Venters idea was that you could do the same with small chunks of DNA, if you approached it as a computational problem and used computers to try/evaluate/reject the millions of ways the pieces could be fit together. So he recruited mathematicians, computer scientists etc and got them to work on the problem. He speeded the project up massively by making the biology bits simpler (smaller pieces of DNA) and shifting the effort to the computational problem.
So he made a big difference. And his insight that it was a computational problem is kindof obvious now but it wasn't obvious 25 years ago.
It was very obvious that it was a computational problem, all DNA analysis was highly computational then, as it is now. His guess was that ~500bp fragments would be enough to get a usable assembly.
But the Human Genome Project's approach of reconstructing larger chunks first was also feasible, and produced an assembly too, with a heroic four weeks effort of a former game programmer who even built cluster software at the same time.
He wasn't the only one who saw the problem computationally. Famously, the mathematician Michael Waterman sat on the other-side of the race for the human genome.
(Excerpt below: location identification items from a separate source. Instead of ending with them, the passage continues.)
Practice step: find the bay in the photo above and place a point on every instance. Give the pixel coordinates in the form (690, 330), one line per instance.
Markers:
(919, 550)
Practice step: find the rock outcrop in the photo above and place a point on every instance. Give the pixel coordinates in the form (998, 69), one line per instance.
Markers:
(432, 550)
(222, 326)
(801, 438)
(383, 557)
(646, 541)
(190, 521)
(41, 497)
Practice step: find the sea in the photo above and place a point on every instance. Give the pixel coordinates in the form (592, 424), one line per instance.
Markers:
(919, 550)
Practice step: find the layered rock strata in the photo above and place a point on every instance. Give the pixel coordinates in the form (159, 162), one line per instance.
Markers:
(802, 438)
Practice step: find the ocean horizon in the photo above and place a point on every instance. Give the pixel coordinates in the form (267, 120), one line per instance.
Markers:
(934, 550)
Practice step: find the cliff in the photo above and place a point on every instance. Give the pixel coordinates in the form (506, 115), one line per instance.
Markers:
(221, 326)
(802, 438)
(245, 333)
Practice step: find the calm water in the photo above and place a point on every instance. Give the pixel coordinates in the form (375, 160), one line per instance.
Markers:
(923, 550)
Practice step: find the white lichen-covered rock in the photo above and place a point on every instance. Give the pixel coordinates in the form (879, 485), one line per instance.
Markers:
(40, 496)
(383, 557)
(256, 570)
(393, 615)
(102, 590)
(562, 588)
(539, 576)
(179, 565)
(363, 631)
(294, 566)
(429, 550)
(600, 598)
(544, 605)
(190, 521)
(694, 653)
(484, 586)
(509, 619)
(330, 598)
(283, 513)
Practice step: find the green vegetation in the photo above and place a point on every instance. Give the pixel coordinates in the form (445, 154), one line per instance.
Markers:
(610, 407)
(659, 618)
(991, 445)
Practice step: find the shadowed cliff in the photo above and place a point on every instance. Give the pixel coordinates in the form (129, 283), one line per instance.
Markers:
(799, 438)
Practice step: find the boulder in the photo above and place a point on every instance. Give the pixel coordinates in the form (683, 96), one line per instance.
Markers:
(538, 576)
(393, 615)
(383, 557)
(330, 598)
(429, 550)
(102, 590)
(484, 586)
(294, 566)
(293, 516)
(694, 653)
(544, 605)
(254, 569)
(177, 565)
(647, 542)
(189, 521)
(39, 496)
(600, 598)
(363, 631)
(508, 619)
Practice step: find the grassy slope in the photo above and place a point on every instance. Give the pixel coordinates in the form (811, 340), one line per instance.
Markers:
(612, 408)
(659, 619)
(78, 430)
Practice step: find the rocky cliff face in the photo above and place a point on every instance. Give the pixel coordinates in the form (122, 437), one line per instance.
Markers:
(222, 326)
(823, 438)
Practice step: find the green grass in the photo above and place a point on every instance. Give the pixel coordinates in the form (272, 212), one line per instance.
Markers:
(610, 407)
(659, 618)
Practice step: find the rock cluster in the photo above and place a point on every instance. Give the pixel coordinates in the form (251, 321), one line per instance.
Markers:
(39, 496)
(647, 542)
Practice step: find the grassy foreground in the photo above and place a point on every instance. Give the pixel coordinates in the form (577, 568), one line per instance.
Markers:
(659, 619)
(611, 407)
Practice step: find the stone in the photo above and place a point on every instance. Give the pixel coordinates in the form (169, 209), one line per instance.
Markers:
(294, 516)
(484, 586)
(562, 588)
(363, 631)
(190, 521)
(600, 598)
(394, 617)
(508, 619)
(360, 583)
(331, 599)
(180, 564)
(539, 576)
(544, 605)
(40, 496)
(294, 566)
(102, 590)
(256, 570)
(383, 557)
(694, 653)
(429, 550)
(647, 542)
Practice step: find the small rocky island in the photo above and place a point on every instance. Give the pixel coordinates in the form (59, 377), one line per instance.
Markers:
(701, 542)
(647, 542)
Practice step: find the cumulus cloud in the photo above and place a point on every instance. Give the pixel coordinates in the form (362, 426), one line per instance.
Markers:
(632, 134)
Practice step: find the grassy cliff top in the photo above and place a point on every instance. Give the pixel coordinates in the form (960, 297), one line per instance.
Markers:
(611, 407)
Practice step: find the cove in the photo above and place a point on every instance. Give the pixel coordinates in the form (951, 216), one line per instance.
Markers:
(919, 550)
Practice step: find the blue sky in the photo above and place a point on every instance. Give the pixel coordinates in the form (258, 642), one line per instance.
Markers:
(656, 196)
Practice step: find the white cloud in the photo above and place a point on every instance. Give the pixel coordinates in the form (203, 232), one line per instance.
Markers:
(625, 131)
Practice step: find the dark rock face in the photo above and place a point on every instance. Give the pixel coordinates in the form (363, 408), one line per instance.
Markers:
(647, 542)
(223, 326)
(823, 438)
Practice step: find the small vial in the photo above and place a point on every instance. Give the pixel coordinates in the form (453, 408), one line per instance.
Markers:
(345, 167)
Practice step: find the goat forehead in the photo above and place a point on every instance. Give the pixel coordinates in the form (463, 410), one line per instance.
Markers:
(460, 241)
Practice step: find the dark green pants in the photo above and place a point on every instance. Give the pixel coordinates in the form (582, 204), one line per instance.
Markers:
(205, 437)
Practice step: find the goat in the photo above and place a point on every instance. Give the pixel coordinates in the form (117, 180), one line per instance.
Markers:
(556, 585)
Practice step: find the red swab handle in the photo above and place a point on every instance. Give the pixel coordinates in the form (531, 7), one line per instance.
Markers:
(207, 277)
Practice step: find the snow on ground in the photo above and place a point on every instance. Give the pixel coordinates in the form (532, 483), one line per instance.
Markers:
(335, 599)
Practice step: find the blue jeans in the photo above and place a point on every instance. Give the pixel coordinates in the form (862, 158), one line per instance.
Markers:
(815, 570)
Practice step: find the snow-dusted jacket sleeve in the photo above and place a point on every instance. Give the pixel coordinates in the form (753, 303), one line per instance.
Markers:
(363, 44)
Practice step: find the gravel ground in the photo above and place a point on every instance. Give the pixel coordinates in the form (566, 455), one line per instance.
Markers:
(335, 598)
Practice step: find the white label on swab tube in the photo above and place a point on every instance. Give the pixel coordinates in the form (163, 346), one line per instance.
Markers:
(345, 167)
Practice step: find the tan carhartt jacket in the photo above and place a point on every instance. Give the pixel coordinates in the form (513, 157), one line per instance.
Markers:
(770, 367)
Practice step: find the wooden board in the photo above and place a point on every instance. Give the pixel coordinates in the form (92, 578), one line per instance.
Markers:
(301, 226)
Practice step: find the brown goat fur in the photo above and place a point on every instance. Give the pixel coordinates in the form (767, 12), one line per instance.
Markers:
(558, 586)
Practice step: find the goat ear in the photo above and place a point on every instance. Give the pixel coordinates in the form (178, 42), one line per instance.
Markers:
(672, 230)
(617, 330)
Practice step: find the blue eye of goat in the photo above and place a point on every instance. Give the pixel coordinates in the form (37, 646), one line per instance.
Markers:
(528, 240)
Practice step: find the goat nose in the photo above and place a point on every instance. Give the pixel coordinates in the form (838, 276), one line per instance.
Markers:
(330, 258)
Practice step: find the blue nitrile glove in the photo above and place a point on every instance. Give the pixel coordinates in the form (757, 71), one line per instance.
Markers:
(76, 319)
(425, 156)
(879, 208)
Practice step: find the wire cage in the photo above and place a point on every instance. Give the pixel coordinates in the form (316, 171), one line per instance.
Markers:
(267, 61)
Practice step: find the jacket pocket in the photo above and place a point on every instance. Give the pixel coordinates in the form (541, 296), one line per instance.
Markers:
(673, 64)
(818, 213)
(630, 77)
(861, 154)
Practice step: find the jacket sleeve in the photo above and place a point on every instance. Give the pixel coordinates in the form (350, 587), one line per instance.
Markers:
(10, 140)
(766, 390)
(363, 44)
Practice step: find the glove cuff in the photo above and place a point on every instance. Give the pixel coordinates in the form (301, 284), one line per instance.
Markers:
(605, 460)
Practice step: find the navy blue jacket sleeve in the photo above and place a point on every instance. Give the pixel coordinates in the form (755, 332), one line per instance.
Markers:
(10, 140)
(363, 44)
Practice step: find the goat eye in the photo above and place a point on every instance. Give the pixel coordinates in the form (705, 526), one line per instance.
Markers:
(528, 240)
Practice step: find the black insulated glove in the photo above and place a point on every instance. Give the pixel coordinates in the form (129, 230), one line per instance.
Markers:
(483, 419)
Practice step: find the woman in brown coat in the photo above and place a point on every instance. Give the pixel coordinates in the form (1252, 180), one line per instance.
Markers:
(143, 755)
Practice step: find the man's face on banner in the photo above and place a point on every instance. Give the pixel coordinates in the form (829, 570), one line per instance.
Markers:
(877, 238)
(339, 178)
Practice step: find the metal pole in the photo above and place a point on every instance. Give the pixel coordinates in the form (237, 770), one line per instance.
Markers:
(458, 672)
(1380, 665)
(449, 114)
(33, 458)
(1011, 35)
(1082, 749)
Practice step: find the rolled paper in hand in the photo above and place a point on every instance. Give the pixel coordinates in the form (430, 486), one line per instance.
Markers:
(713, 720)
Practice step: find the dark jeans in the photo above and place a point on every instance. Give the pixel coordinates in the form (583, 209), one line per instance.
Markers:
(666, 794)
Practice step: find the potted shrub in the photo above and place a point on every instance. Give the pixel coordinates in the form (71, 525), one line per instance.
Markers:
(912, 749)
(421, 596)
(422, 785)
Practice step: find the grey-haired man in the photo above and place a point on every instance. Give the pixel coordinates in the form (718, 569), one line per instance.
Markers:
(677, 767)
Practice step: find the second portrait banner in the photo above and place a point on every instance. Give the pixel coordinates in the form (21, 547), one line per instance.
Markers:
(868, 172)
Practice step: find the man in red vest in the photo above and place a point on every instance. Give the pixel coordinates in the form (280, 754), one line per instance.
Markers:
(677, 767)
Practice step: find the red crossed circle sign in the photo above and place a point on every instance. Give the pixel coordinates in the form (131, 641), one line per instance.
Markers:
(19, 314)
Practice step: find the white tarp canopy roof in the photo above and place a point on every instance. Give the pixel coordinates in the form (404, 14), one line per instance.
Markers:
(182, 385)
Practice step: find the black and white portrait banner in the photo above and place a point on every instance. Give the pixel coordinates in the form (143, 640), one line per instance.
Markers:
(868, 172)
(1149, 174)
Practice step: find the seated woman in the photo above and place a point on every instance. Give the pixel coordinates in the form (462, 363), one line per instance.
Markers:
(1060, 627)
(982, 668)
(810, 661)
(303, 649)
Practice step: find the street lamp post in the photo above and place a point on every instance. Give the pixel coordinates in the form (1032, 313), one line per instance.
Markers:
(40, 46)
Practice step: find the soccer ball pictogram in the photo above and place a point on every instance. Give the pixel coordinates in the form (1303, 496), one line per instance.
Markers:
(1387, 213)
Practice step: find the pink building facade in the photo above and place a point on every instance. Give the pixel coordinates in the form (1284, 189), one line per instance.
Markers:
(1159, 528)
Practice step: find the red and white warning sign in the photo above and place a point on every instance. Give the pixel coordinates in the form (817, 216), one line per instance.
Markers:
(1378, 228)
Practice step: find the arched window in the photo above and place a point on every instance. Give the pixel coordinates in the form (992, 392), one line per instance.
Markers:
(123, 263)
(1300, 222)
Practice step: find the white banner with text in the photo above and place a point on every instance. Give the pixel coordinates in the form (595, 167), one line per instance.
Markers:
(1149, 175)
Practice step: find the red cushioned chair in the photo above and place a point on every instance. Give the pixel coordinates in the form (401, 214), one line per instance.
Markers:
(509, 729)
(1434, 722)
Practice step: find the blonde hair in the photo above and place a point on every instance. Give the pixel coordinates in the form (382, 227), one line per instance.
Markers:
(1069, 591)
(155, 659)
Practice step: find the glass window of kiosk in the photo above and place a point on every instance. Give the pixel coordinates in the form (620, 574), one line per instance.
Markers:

Involved in the sense that his method worked and the one the Human Genome Project insisted on didn't. In the end, they had to use his method to catch up enough that everybody could pretend they did it together and collaboratively -- even though Venter clearly got there first. Venter deserved a Nobel Prize for that and, quite frankly, the Human Genome Project guys deserved a firing.
Craig Venter had his genome sequenced in 2007. It was the first individual human genome that was sequenced and released publicly.
The human reference genome is ~70% from a man with African and European ancestry who lived somewhere around Buffalo, NY. Most of the rest is from ~20 other individuals in the same area. They were supposed to sequence the samples more evenly, but apparently there were some technical reasons that made them prioritize a single sample.
I worked on this back in the 90s and there multiple data sets being used. We had one that was Mennonite family with like 5 living generations and 100ish individuals.
It gets a little fuzzy when talking about Celera and the human genome project. The two efforts were very much competitors, but there was a lot of crossover (mainly from Celera pulling in the public data).
But, Venter claimed that he was the a good chunk of the genome that Celera sequenced, so I think it's fair to say he was one of the people included in the draft human genome (at least the Celera version of it).
> After leaving Celera in 2002, Venter announced that much of the genome that had been sequenced there was his own. [1]
I am not sure what is "the draft human genome" you are talking about. Two separate human genomes were published in 2001: the HGP genome and the celera genome. The HGP genome then didn't use Venter DNA. It evolved into the current human reference genome. The celera genome contained Venter DNA but it has been completely forgotten nowadays.
So the involvement was in spurring the Human Genome Project to race to an assembly, a massive computational problem that hadn't been fully planned for by the public effort:
https://archive.is/2022.02.14-091753/https://www.nytimes.com...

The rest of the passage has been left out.